There are a lot more reasons than I can list here, but in these days of social media and mobile hype, I think the demise of The WELL provides more than a few good lessons about how and why giants can fade from view when we’re not paying attention.

  1. Irrelevance. Just as my ham radio was at one time the only means I had to talk to strangers in far-flung countries, The WELL was at one time the only means that geeks, computer DIY-ers, visionaries, hackers, cyberpunks, techno-hippies, transhumanists, and other misfits of the technology world could find each other. Today, when major news networks provide live coverage of Apple product announcements or wearable computers from Google and geeks barely out of their teens lead multi-billion dollar companies (and have major films made about their lives), the world just doesn’t seem to need sites like The WELL anymore.
  2. Bad (or no) business model. Free online communities (we used to call them BBSes) certainly existed before The WELL sprang up, but The WELL didn’t have much of a problem charging for access when it began because it offered something that fly-by-night free BBSes couldn’t – a sophisticated conferencing system, reliability, and access to people and conversations you couldn’t get anywhere else. However, today, in an online world where “free” is the norm and social networks and sites exist for literally every societal niche, a subscription-only online community seems quaint at best and anachronistically out-of-touch and borderline hostile at worst. Like many of the other once-popular sites that have faded into history, The WELL’s lack of a good business model that recognized the competitive landscape was a major contributor to its demise.
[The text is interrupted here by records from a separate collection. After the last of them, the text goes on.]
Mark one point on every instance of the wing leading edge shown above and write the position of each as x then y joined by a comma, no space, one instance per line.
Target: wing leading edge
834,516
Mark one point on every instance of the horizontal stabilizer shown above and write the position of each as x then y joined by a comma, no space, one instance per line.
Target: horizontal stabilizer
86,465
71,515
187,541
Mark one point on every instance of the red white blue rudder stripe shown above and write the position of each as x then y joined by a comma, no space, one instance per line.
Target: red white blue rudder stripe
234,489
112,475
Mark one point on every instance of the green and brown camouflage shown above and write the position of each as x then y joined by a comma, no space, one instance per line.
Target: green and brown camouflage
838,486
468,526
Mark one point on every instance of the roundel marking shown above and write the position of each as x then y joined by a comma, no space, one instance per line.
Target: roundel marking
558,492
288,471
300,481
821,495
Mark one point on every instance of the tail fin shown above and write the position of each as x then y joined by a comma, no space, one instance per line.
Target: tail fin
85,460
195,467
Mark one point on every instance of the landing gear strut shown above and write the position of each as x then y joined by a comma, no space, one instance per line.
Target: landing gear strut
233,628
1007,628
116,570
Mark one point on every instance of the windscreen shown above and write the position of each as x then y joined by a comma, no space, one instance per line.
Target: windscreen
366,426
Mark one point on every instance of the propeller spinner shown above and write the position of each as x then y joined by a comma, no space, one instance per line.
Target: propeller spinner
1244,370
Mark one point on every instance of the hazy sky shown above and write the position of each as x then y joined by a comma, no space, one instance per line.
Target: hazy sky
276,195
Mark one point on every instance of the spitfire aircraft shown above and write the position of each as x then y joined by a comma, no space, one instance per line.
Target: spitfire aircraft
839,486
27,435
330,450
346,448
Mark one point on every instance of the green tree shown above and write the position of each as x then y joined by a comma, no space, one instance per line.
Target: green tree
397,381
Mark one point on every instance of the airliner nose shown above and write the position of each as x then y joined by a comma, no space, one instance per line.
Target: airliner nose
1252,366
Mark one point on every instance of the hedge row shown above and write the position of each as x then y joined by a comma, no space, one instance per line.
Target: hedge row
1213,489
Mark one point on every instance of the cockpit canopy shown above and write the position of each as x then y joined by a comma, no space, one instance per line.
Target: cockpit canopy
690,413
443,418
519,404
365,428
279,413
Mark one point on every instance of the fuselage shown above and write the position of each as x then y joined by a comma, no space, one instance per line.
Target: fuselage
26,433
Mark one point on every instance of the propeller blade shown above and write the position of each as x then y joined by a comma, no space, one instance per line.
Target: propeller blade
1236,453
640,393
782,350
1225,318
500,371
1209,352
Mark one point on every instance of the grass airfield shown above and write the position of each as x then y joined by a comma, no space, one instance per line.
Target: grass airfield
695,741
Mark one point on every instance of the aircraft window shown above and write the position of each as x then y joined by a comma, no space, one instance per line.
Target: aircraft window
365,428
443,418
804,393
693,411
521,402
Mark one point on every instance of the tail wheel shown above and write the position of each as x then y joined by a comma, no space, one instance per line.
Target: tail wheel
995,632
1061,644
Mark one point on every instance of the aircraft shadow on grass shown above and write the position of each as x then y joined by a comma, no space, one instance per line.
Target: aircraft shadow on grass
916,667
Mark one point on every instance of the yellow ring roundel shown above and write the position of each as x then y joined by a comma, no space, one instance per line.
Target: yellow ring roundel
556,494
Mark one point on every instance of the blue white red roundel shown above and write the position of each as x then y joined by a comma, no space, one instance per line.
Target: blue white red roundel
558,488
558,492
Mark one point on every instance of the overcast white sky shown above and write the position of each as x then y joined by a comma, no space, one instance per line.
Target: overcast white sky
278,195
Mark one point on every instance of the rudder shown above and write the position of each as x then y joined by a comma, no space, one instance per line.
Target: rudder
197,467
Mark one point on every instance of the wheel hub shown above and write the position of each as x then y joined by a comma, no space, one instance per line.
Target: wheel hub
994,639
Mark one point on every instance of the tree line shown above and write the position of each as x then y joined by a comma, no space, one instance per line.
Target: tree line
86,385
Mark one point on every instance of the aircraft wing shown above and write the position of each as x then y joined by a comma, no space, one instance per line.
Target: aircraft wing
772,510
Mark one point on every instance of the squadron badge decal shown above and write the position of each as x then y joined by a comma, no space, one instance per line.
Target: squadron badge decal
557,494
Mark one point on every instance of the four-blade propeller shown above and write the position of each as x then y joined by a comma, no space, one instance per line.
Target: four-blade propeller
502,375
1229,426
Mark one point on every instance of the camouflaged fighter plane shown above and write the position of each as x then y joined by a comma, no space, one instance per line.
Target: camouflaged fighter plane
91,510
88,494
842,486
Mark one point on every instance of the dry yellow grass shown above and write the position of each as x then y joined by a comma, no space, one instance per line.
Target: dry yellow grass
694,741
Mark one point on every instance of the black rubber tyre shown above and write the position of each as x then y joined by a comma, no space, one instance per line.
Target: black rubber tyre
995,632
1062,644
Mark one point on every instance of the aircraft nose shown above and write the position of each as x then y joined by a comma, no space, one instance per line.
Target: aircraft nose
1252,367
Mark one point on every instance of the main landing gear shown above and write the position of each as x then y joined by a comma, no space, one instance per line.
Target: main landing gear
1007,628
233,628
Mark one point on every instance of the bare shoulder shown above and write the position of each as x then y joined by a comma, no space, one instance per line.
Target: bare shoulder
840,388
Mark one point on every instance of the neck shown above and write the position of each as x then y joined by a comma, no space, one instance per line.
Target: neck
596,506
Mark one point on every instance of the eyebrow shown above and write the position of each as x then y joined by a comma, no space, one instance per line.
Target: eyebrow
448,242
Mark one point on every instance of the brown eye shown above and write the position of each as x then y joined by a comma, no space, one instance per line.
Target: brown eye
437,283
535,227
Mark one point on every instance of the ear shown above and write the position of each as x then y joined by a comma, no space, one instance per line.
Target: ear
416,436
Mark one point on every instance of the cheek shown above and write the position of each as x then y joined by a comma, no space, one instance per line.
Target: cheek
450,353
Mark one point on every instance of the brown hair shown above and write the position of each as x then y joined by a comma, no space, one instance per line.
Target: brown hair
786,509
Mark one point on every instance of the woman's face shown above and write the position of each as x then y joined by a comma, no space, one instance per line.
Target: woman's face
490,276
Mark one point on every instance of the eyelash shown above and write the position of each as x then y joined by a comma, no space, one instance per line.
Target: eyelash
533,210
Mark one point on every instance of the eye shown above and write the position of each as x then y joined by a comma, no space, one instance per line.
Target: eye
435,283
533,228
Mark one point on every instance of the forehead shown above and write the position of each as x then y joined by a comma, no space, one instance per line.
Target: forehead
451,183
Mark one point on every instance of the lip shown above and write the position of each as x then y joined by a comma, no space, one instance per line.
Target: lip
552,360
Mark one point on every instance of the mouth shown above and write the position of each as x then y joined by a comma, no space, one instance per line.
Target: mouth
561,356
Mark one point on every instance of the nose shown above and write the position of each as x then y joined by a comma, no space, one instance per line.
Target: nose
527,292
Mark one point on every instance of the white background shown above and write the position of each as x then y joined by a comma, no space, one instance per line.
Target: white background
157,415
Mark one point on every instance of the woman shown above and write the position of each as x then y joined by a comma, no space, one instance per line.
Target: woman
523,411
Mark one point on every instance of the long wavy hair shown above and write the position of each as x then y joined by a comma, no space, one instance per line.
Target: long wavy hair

  3. Lack of openness. While it’s very possible to read and post to The WELL via a somewhat simple web interface, the classic way to access The WELL was via a UNIX-based command line-launched interface called PicoSpan…not exactly user-friendly and inviting, especially to folks weaned on graphical user interfaces. But worse than the unfriendliness of the interface was the perceived unfriendliness of the users to newbies, a perception somewhat confirmed by long-time WELL denizen Howard Rheingold who commented to Wagner James Au that “the culture of casual [expletive]-flinging” tended to scare off all but those with “thicker skins.” Sure, there may be plenty of [expletive]-flinging every day on Facebook, but at least it’s your friends’ [expletive] that’s being flung at you, not [expletive] from total strangers.
  4. Stubbornness (and myopia). In its early days, The WELL was arguably the epicenter of tectonic cultural change. Unfortunately it never forgot that. Thinking that you’re the center of the universe tends to dampen innovation.
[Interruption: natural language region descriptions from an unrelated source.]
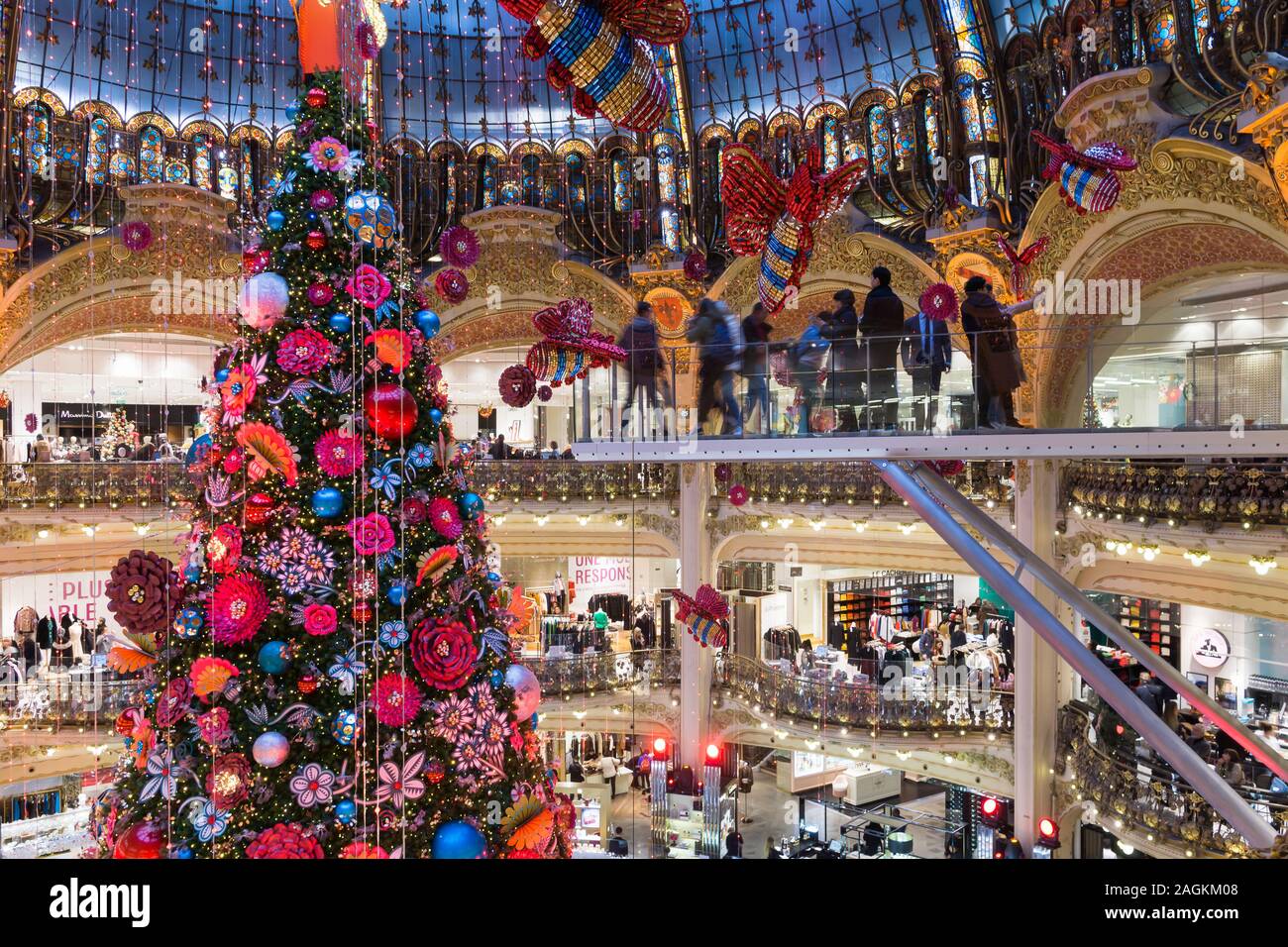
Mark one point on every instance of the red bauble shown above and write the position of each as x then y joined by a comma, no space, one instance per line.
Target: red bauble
254,262
390,410
259,508
142,840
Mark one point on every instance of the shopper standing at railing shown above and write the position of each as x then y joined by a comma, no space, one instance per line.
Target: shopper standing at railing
643,359
881,328
755,367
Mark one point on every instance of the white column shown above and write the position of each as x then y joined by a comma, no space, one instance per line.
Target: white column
1035,663
696,661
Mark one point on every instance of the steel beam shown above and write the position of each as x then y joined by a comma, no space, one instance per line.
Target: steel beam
1026,560
1228,802
1109,444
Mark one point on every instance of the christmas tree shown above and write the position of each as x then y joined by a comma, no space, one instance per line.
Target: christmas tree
120,432
334,676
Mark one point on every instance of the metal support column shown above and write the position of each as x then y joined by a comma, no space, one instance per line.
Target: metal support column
1228,802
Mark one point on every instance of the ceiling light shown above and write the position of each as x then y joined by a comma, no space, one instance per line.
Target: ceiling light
1262,564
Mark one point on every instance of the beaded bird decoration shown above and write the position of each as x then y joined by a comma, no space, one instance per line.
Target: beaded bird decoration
601,53
1089,179
776,218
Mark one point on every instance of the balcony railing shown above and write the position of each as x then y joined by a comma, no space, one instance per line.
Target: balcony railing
116,484
854,483
1146,795
1212,495
590,674
567,480
931,703
62,701
1214,375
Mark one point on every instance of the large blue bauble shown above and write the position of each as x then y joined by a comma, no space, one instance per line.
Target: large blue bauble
472,505
428,322
270,749
458,840
327,501
274,657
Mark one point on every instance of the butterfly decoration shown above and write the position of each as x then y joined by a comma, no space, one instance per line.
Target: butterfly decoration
1021,261
603,53
776,219
1089,179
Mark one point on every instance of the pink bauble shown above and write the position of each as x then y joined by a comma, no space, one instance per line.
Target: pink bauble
390,410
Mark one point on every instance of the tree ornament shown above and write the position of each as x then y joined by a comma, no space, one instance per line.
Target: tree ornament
527,690
390,410
458,840
327,501
270,749
518,385
263,300
274,657
428,322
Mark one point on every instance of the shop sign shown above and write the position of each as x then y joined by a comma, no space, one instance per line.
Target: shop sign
599,575
1212,648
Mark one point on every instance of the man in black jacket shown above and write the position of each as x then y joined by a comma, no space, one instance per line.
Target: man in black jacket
881,328
926,351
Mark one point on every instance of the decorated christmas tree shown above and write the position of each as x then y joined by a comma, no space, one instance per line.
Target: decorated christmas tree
120,432
330,673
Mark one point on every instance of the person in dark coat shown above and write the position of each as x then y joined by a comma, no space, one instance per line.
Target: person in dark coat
926,352
996,357
643,357
755,365
881,328
844,367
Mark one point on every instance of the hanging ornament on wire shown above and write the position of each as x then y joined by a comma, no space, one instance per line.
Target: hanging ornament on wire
459,247
451,285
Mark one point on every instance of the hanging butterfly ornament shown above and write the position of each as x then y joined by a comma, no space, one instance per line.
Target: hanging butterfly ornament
601,53
1089,179
372,218
706,615
570,348
1020,262
776,219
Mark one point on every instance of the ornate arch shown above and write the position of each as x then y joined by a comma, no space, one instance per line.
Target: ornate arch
106,287
841,261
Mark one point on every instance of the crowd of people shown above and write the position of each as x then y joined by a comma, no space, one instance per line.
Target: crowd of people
844,360
72,450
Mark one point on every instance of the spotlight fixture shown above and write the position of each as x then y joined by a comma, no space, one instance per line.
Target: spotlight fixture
1262,564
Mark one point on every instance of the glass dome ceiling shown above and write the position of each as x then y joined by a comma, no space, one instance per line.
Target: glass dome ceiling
454,67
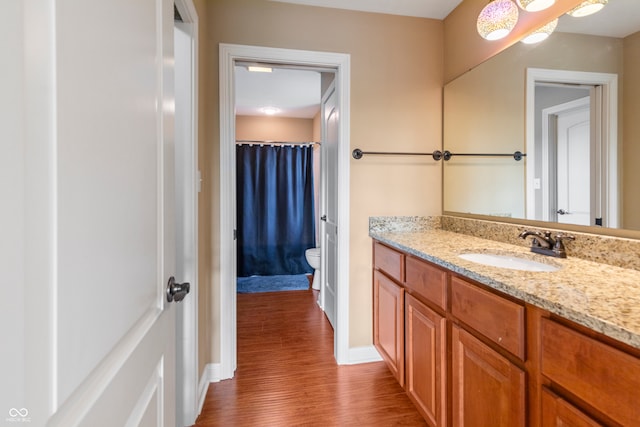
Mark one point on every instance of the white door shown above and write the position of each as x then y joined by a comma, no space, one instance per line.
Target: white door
329,180
574,171
94,156
187,183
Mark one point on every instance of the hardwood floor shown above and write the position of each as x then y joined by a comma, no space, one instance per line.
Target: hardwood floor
287,375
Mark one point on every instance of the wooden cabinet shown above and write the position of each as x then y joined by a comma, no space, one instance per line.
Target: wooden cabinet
425,355
487,389
471,356
388,323
427,281
500,320
604,379
557,412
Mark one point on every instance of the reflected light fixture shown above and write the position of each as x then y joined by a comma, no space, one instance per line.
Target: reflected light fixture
497,19
587,7
535,5
541,33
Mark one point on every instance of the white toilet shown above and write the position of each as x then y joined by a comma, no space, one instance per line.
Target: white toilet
313,258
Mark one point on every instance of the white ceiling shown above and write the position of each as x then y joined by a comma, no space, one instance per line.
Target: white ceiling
619,18
297,92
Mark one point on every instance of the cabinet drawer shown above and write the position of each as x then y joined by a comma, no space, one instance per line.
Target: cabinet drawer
558,412
500,320
602,376
426,280
389,260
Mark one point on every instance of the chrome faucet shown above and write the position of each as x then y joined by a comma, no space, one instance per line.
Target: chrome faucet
544,244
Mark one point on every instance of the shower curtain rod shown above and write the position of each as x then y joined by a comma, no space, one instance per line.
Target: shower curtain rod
257,141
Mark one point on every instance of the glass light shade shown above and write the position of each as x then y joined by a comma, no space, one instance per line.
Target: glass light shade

  5. Muddled mission. Once the web hit, geeks became billionaires in droves (twice, even!), and the world changed; so what was The WELL’s mission? How do you maintain your street cred when your street is suddenly choked with Ferraris? The WELL could have become the place where smart people flocked to debate changes, share ideas, and learn new things (sort of like what’s happened with TED Talks), but it never seemed to be interested in positioning itself as anything other than what it had always been.
  6. Neglect of new channels. Visiting The WELL’s home page is like stepping back in time. But there’s nothing necessarily wrong with simplicity and lack of irrelevant bells and whistles…unless what you consider “bells and whistles” happens to be the stuff that your users have come to expect. In a time where RSS feeds, social media integration, and mobile integration has become the norm (and sometimes the only way in which your users can access your content), neglecting these channels is a sure way to alienate long-time users and drive away new ones.

I have no doubt that The WELL will survive in one form or another – there are just too many smart, good-hearted, and inventive folks dedicated to the service to let it completely die – but it’s probably never going to be what it was and sadly isn’t going to ever become what it could have been. Learning from the mistakes it made over the years so that we don’t make them ourselves is one part of The WELL’s legacy that can live on long after it’s faded away.